MN left us for moment following my query and returned with two bottles. The first, 2005 base Rosé d’assemblage, was the only wine of the tasting that wasn’t great. It has been disgorged for two years and was oddly reduced with a funky fruitiness and a marked lack of cut. We’ll blame the vintage, which was not the best. The wine was followed by a stunning 2004 Rosé de Saignée, which gave me more than an adequate sense of where these wines go with time.
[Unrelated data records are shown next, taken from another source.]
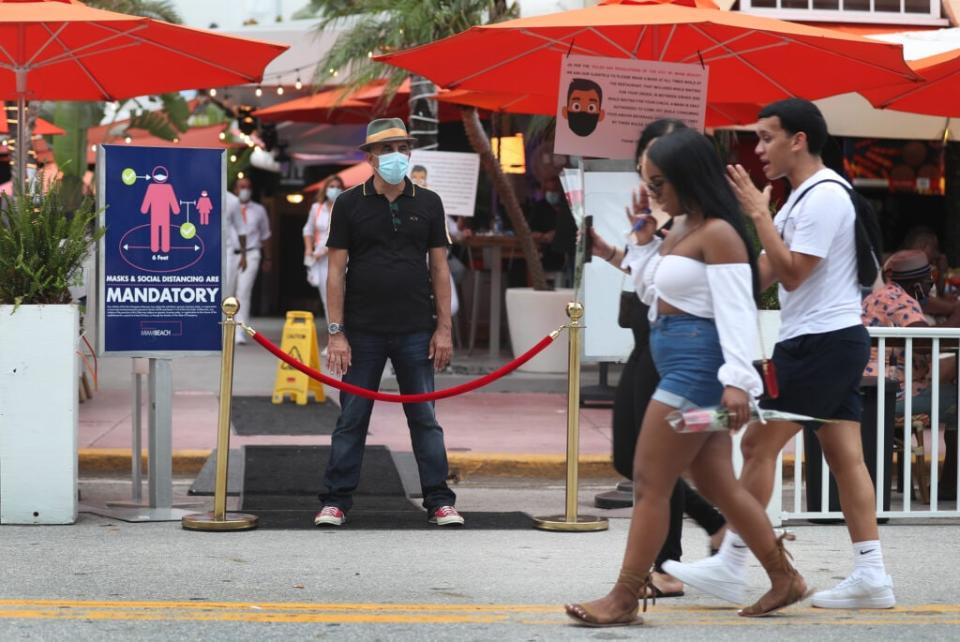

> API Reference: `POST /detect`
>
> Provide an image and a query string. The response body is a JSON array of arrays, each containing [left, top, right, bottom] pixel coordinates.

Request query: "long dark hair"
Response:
[[646, 129, 760, 303], [633, 118, 687, 164]]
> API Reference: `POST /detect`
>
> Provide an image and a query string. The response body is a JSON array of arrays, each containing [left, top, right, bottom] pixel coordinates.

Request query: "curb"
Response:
[[79, 448, 808, 480], [79, 448, 213, 476]]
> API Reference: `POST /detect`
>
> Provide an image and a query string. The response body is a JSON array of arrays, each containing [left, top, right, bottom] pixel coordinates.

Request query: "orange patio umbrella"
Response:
[[0, 0, 287, 181], [860, 50, 960, 118], [87, 123, 243, 164], [253, 87, 370, 125], [253, 80, 474, 125], [376, 4, 917, 104], [597, 0, 720, 9]]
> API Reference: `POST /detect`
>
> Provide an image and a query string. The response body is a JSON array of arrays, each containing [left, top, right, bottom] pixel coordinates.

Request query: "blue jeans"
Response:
[[320, 331, 457, 512]]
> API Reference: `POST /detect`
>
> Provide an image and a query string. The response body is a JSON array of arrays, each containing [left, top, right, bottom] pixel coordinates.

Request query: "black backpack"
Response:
[[784, 178, 883, 288]]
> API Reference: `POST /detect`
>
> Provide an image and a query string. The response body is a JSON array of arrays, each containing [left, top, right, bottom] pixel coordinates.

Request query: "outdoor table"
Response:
[[460, 234, 522, 357]]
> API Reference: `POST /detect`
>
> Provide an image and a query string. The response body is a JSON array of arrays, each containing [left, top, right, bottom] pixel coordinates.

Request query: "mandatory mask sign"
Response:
[[97, 145, 226, 357]]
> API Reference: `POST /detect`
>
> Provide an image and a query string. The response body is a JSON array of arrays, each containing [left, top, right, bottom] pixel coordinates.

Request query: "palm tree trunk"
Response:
[[409, 76, 440, 149], [460, 107, 549, 290]]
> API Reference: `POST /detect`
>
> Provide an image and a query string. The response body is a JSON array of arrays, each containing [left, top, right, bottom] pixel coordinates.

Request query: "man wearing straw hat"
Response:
[[314, 118, 463, 526]]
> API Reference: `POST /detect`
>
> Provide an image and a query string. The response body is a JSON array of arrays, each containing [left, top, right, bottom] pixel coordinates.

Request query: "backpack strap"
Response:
[[780, 178, 857, 242]]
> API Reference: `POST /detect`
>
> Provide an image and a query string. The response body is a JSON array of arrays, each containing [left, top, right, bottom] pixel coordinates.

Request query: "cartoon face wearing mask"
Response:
[[562, 78, 605, 136], [150, 165, 170, 183]]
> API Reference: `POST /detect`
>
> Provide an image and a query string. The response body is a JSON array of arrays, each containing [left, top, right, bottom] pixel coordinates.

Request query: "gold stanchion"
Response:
[[533, 301, 609, 532], [180, 297, 257, 531]]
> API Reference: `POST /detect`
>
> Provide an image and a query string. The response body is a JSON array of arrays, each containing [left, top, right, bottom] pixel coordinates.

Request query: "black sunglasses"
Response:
[[390, 201, 400, 232]]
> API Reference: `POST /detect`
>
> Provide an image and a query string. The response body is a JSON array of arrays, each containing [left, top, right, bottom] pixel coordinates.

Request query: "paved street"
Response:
[[0, 478, 960, 641]]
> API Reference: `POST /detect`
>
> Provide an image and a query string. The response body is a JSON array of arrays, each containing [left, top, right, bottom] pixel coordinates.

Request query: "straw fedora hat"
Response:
[[360, 118, 417, 151]]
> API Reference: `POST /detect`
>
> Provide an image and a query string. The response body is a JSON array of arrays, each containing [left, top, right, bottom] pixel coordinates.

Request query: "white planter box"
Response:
[[507, 288, 573, 372], [0, 305, 80, 524]]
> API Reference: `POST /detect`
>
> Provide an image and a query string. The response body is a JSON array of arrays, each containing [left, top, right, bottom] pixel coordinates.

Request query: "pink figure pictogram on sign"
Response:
[[197, 190, 213, 225], [140, 165, 180, 252]]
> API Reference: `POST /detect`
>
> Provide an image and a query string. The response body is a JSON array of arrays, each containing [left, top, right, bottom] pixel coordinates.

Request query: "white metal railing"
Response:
[[740, 0, 949, 25], [764, 327, 960, 525]]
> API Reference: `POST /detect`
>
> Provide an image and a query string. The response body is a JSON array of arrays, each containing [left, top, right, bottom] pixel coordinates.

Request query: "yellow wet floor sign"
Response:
[[273, 310, 326, 406]]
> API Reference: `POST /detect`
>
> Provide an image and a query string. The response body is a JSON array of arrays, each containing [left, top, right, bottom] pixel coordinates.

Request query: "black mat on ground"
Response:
[[243, 446, 406, 496], [230, 397, 340, 435], [245, 508, 534, 531]]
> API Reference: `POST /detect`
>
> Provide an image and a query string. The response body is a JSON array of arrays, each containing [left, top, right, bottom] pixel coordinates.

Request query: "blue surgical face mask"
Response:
[[377, 152, 410, 185], [913, 283, 933, 308]]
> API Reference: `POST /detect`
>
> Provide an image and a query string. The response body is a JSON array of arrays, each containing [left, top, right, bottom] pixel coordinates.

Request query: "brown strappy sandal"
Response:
[[564, 569, 657, 628], [740, 533, 813, 617]]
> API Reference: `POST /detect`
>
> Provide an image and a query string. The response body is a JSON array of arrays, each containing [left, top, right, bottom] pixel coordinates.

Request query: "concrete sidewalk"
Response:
[[79, 318, 617, 477]]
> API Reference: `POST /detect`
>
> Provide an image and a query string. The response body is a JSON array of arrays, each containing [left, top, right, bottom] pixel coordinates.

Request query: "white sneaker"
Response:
[[810, 572, 897, 609], [313, 506, 347, 526], [663, 555, 747, 604], [427, 506, 463, 526]]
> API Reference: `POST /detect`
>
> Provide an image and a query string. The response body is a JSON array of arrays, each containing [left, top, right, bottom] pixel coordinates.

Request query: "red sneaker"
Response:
[[313, 506, 347, 526], [430, 506, 463, 526]]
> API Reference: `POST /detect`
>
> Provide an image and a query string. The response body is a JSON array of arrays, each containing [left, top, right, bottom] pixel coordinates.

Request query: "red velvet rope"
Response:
[[253, 331, 558, 403]]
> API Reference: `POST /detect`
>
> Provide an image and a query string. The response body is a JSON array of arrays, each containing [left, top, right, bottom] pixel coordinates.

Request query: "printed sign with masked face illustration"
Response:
[[554, 56, 708, 159]]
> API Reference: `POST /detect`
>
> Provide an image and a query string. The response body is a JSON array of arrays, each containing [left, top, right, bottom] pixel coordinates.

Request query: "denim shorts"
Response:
[[650, 314, 723, 410], [760, 325, 870, 429]]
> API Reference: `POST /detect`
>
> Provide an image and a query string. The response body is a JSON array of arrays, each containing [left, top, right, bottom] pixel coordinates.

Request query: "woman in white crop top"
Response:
[[303, 175, 343, 314], [566, 129, 807, 626]]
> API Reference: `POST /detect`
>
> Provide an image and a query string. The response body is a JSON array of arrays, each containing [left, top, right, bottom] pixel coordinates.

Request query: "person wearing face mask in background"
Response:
[[303, 175, 343, 316], [313, 118, 464, 527], [224, 177, 273, 343], [525, 175, 577, 287]]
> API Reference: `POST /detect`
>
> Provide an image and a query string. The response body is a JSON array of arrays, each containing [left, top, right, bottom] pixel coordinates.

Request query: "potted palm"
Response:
[[0, 181, 102, 524]]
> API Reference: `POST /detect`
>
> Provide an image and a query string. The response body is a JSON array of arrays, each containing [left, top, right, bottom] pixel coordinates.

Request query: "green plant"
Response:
[[0, 180, 104, 306]]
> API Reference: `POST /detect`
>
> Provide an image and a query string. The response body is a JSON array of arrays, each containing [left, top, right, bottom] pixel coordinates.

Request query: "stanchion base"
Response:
[[180, 513, 259, 531], [533, 515, 610, 533]]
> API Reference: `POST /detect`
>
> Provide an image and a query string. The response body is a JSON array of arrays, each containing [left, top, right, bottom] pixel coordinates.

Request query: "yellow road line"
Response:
[[0, 599, 960, 627]]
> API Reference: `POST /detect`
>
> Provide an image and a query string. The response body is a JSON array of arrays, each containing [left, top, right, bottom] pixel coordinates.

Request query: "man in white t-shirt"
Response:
[[664, 98, 896, 608], [225, 177, 272, 343]]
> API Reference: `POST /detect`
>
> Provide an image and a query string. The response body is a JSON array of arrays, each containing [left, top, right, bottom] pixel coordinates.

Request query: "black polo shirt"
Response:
[[327, 177, 450, 334]]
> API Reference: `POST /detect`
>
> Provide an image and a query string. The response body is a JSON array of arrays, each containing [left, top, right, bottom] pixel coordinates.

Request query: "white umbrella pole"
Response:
[[14, 69, 27, 189]]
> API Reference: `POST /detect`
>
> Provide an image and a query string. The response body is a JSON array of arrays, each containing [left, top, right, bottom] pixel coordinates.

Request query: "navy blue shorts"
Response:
[[760, 325, 870, 429]]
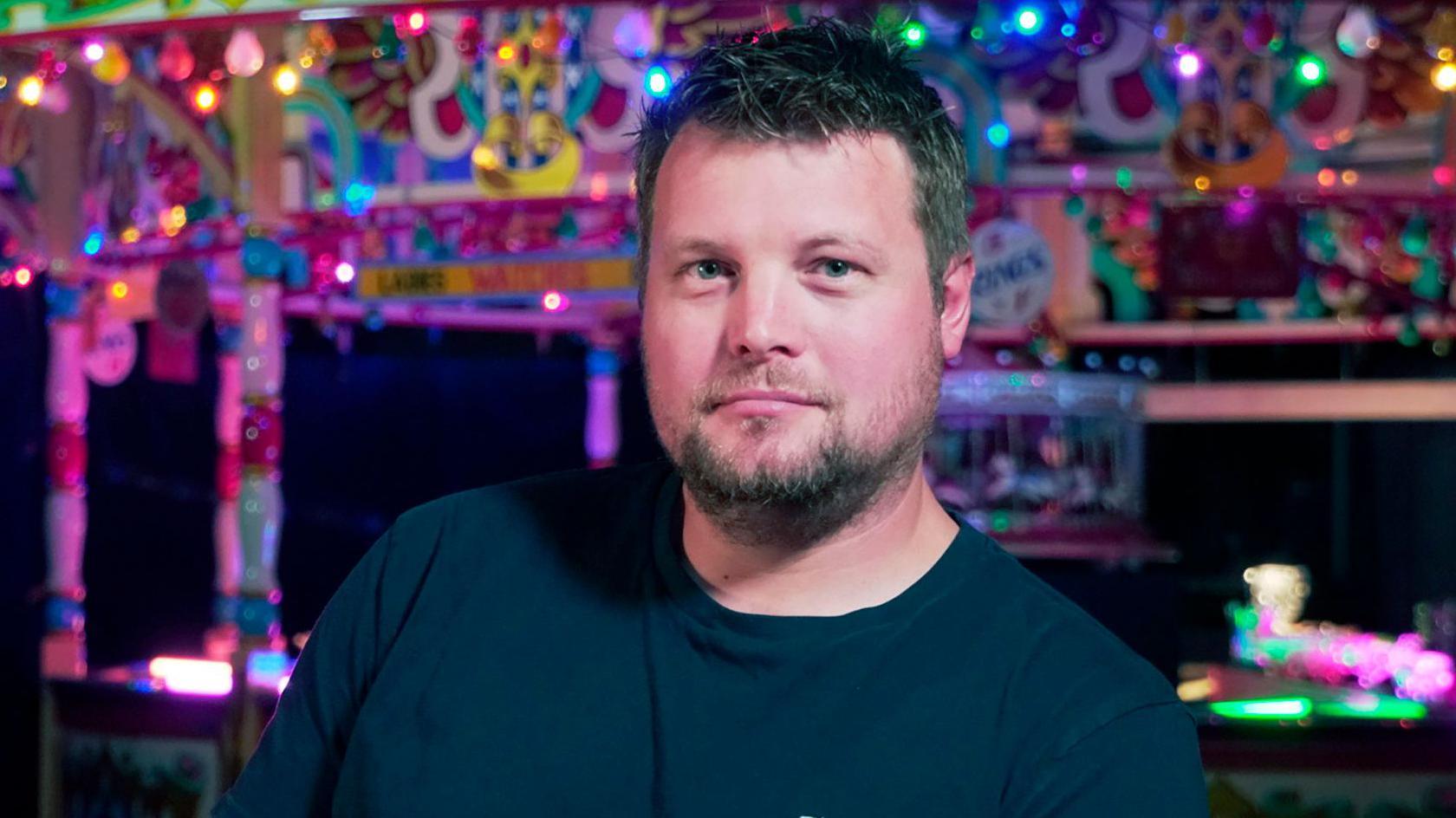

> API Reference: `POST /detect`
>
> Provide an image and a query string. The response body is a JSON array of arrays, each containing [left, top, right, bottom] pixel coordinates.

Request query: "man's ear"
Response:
[[940, 253, 976, 358]]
Savory notes and cranberries emerged from the glass along with an irony minerality and a hint of drying red berries.  MN told us that she had macerated the grapes longer than usual in 2004, a vintage that produced grapes of more color. It was a tour de force that made me wish I had more patience and a proper cellar.We finished the tasting with three very special bottles. The first was a Blanc de Blanc that MN only made in 2004. It was a toasty and laser like wine that was especially zesty as it had just been disgorged, which gives the bubbles a certain manic quality. Our penultimate wine was a freshly disgorged Ambonnay from 1986, MN’s first vintage. What a treat! This wine was astonishingly youthful, mineral, and energetic after many, long years aging on the lees, and the finish was incredibly long, yeasty and chalky. An intriguing foil to the ’86, our last bottle was a 2000 Ambonnay that had been disgorged since the mid 2000s. Having been off its lees for over half a decade, the wine was quite evolved with the mellow, nutty salinity of mature Champagne. It was a stately wine, the bubbles having receded, and it seemed to provide closure to our tasting. We sat around the tiny table in MN’s cozy tasting room taking in the aroma of grape vines smoldering on the fire.